As for lateral security, the overall story’s not new – and anyone in IT security who has not been worrying about it probably hasn’t been paying attention. There’s been moves to detect intruders via IDS/IPS, harden servers, and segment internal networks for added security, but what’s apparent now is that we need hardening within the server too, right down to the individual VMs, containers and network adapters. That’s because any interaction between VMs and other workloads running on the same physical machine is invisible to and unprotected by the external physical network.

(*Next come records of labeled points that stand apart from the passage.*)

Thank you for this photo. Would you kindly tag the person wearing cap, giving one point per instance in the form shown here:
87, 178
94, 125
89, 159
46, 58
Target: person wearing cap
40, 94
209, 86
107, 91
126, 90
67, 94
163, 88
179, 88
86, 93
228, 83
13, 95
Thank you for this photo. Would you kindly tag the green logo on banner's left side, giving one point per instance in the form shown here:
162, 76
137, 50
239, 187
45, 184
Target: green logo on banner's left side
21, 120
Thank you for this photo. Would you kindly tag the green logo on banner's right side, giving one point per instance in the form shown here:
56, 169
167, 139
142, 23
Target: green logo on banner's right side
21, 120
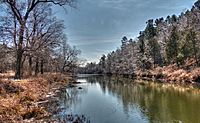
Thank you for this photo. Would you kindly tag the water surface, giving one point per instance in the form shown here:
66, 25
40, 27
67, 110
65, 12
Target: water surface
117, 100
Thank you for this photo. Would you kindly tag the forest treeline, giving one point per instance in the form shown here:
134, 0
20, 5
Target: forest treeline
32, 39
174, 40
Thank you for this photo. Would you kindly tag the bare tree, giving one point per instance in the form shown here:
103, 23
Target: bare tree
22, 10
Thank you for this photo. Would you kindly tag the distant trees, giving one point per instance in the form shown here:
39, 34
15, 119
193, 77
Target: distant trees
174, 40
33, 33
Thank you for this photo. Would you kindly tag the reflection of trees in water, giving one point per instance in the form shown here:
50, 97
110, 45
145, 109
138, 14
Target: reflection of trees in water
157, 103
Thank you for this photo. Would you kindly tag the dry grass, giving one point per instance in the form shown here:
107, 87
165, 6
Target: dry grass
18, 98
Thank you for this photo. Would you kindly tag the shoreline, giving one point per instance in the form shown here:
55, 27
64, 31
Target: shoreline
32, 99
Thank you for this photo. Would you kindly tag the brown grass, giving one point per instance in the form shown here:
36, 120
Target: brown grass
18, 98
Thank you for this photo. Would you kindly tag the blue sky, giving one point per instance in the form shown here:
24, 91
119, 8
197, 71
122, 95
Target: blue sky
97, 26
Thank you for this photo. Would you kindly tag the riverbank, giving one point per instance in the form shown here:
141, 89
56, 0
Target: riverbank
171, 74
28, 99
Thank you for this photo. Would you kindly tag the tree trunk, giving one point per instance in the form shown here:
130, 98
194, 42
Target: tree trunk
37, 66
19, 53
30, 65
41, 66
18, 64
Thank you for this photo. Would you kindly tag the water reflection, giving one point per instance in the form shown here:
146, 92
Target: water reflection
108, 99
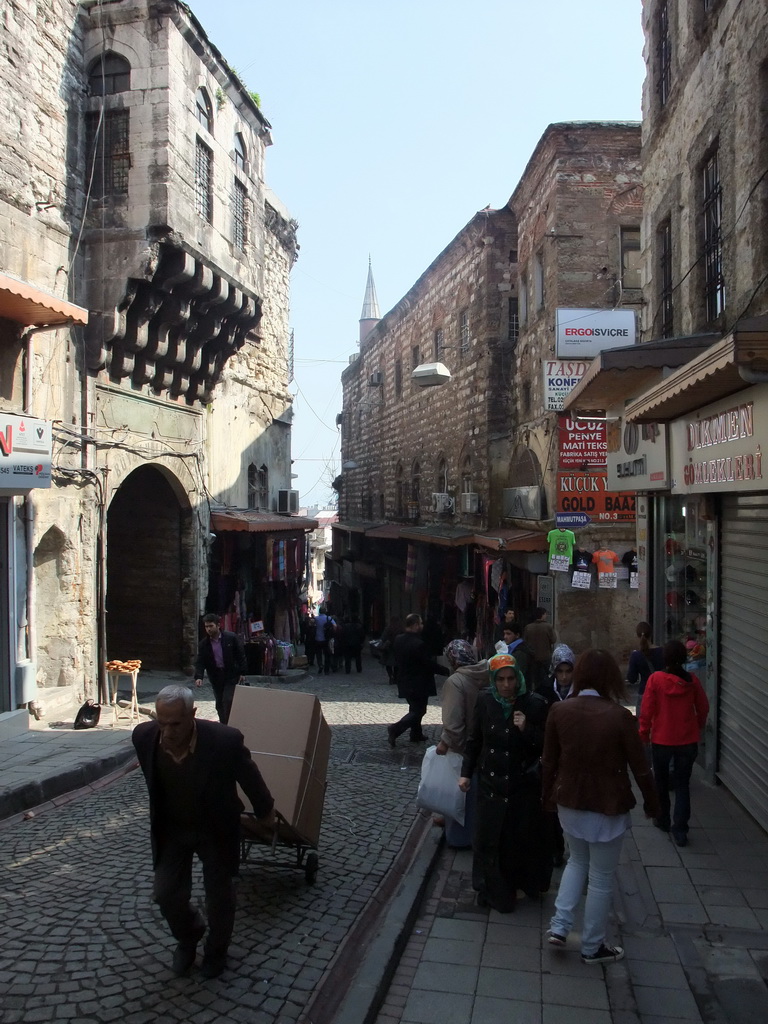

Needless to say, there is quite a bit of activity in this area, the majority of which I see falling into two buckets. The first is those focused on fixing specific problems, for example Aqua Security and RapidFort on container hardening (plenty of others also offer sensible advice here, including the US Department of Defense and NSA), or AppArmor for Linux application hardening.
The second loose grouping is those who approach the problem from a certain perspective. The likes of Cisco and Juniper view it through a networking lens, for instance, as does Red Hat. XDR pioneer Palo Alto Networks comes in from the security direction, and the hyperscalers – Azure, AWS, Oracle and so on – approach it from a public cloud perspective.
There is an overlap too, with some taking a hybrid approach. A notable example here is VMware which combines its Carbon Black group’s more focused work on VM and application hardening with the EDR/XDR elements of its NSX network security software. IBM/Red Hat could also be added to this overlap group, of course, as could Microsoft with its various Defender capabilities.
So why do I think lateral security and XDR are so important in 2023? Well, yes you may still need that SIEM security data lake for compliance, hunting persistent threats, and doing after-the-event forensics – assuming you have the resources to support SIEM, that is.
In the long term, SIEM and XDR are complementary, so I expect to see significant convergence. Indeed, some SIEM systems are already gaining XDR-like and/or ML-based automated response capabilities.
But right now, as the risks continue to grow and coalesce, inside the perimeter is where that perfect storm is going to hit. When it does, you need to be ready to detect and defeat those lateral security threats, and alongside the necessity of hardening your workloads, XDR is currently one of the best schemes for doing that.